To say that not everyone will be taken with Swedish filmmaker Isabella Eklöf’s feature is an understatement: the film is a deliberate provocation, executed with almost surgical precision. Premiering at Sundance in January, 2018, and since playing festivals around Europe, South America, Asia and Australia, the film’s status as an international co-production is mirrored in the deliberate border-crossings so central to its story about a young Scandinavian woman on vacation in Turkey. She is there as a guest of her lover, a brutal drug dealer and crime boss, and finds herself befriending another man who is holidaying in the same area with disastrous consequences. Continue reading…
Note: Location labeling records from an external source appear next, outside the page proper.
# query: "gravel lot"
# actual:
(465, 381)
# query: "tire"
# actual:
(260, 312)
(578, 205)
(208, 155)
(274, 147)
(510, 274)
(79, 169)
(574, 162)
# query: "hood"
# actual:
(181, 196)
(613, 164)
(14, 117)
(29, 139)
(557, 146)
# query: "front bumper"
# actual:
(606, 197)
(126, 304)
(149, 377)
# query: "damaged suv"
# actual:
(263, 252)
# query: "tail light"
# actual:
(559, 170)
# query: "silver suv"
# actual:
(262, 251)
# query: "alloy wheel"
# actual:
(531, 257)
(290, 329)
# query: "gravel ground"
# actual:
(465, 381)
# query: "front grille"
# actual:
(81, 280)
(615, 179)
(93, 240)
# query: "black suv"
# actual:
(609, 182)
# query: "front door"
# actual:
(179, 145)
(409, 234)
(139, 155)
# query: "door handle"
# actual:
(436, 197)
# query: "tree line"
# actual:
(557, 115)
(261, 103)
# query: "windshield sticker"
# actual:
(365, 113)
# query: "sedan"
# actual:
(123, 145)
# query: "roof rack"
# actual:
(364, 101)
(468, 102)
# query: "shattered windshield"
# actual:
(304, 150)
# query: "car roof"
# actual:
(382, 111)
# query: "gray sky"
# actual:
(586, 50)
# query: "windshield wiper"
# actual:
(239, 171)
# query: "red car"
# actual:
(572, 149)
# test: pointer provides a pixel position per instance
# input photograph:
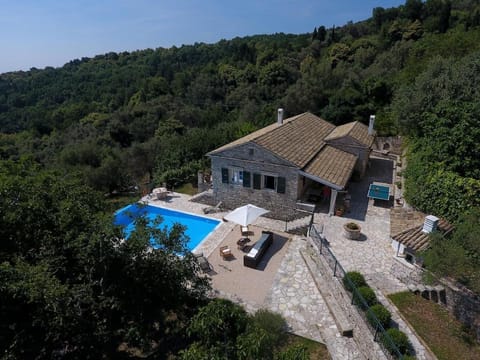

The young woman is Sascha, played by Victoria Carmen Sonne, and the two men – Michael and Thomas – are Lai Yde and Thijs Römer. From the very outset of the film, the world that Sascha lives in is one unambiguously dominated by male violence, but the film’s core site of interest is how Sascha seems to almost have brainwashed herself into believing this is just part of life – business as usual.
This is a difficult but hugely important story in a #MeToo context where the aggression and abuse women learn to tolerate and convince themselves is ‘normal’ is here revealed in a tragic story of a young woman’s total submission to a system where she cannot win. The film’s painstaking dedication to a glossy fashion magazine aesthetic underscores this stylistically: it’s all about the surfaces, it’s all about looking happy and successful. Forget about the grim, horrid reality that lies underneath.
Within the unfolding parade of atrocities Sascha seems to almost casually accept as part of her normal life lies a supremely distressing rape scene. Male critics in particular have largely gone the easy option here in their comparison to Gaspar Noe’s Irreversible, but aside from the single take and the temporal duration of the sequence, this is an unhelpful point of reference. Partially this is because Eklöf deliberately strips back the stylization of this sequence: there’s no foreboding soundtrack, there’s no amplification of the color contrast, there’s no computer-generated penis. In fact, the scene is in a practical way formally not marked as being any different tonally from the moments surrounding it. Rather, the long, horrendous and undeniably shocking assault plays out in an important continuum; it’s just part of Sascha’s everyday life. Distressing in itself, the way that Eklöf cleverly implies that this is not a one-off and is probably something that Sascha has endured many times before is what makes this harrowing scene even more unendurable.
There is, of course, a pressure point, a moment of release, but where that is and the ethical complications of it are at the heart of what makes this film so significant in terms of the usual moral binaries applied to men in films about the abuse of women, and contains the film’s ultimate twist. Without revealing that, it is enough to say that Holiday will not please everyone: it is not a pleasing film, and nor does it intend to be. It is a difficult, confrontation movie that offers no easy solutions. Underneath the sunshine, blue skies and neon-coloured bikinis, Holiday reveals the dark, murky reality of what so many women must contend with just to survive day to day.